EDCUtah recently tuned in to a webinar hosted by the Reshoring Institute, a non-profit dedicated to reshoring manufacturing back to the United States. The Institute interviewed 18 executives across a wide range of industries on recent changes to tariffs. The webinar covered a lot of ground, so this recap focuses on what corporate executives are doing to manage volatile situations.

Rosemary Coates, executive director of the Reshoring Institute, led the discussion. She started with an historical perspective on tariffs, then outlined the goals and aspects of the recent moves by the Trump administration. Some takeaways include:

  • “We’re moving away from sole sourcing to give us more options.” According to Coates, this quote from one executive was a common theme throughout all the discussions they had in the study. Domestic sourcing is likely to grow over the next few years, Coates observes, though she cautions that redeveloping a domestic supply base can take as much as 18 months to put into effect. She notes that two-thirds of the respondents are seeking to increase domestic supply chains.
  • “Our capital investments are frozen because we don’t know what to expect.” Uncertainties are causing companies to slow or stop major expenditures. Coates said that there is a similar chilling effect on hiring, at least until “outlooks and tariff rates are stabilized.” This finding was another point of consistency in all the conversations.
  • Respondents indicated that, especially in the electronics sector, which imports components from China, uncertainty and geopolitics are causing disruptions. The elimination of de minimus shipments (value less than $800) is also creating an increased workload and delays for U.S. Customs.
  • Companies would like to manufacture in the United States, but the economics are challenging. Investments in automation would be a significant part of this approach.
  • “We are asking our Chinese suppliers to give us a discount – at least 50 percent of the tariffs.” At the same time, suppliers are asking U.S. clients to absorb more freight charges. In general, companies recognize they will have to increase prices to customers, and are asking suppliers to share the load. In addition, most companies are working with forwarders and brokers to review import classifications, potential duty drawbacks, and using foreign trade zones to delay or reduce costs.
  • Companies can also look at U.S. Customs strategies, such as the First Sale Rule, to lower costs. For example, a Chinese manufacturer may sell to a Hong Kong trading company, which then sells to a U.S. importer at a marked-up price. The duty can then be calculated on the lower first sale price rather than the final U.S. sale price. There are provisions that must be followed to utilize this technique; companies are urged to work with their brokers to manage the details.
  • Lastly, as of this writing, there are trade partners with lower tariffs to consider. Goods covered by the US-Mexico-Canada Agreement (USMCA) are duty-free. India, Indonesia, the Philippines, Taiwan, South Korea, Vietnam, Thailand and Malaysia have relatively low tariffs at this point.  

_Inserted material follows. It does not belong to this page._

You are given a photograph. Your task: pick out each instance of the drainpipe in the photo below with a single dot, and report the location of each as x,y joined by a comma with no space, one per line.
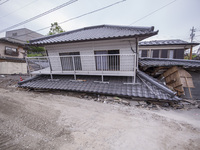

Going forward? In Coates’ words, a number of the companies are “stuck, not knowing what to do.” Others are modeling various alternative strategies and “what-if” approaches, using cross-functional teams. This involves an analysis of geopolitical risks (particularly with China and Taiwan), as well as consideration of moving manufacturing to alternative low-cost countries such as Vietnam, India and Mexico. Coates also notes that companies can work with economic development partners to facilitate managing tariff changes and reshoring.

In Utah in particular, EDCUtah investors are encouraged to work with the Salt Lake City Department of Economic Development and the World Trade Center Utah on foreign trade zone matters, and with the Manufacturing Extension Partnership on supply chain development and manufacturing best practices. EDCUtah will continue to engage with companies looking to reshore or diversify operations, and with foreign companies looking to find a manufacturing “landing zone” in the United States.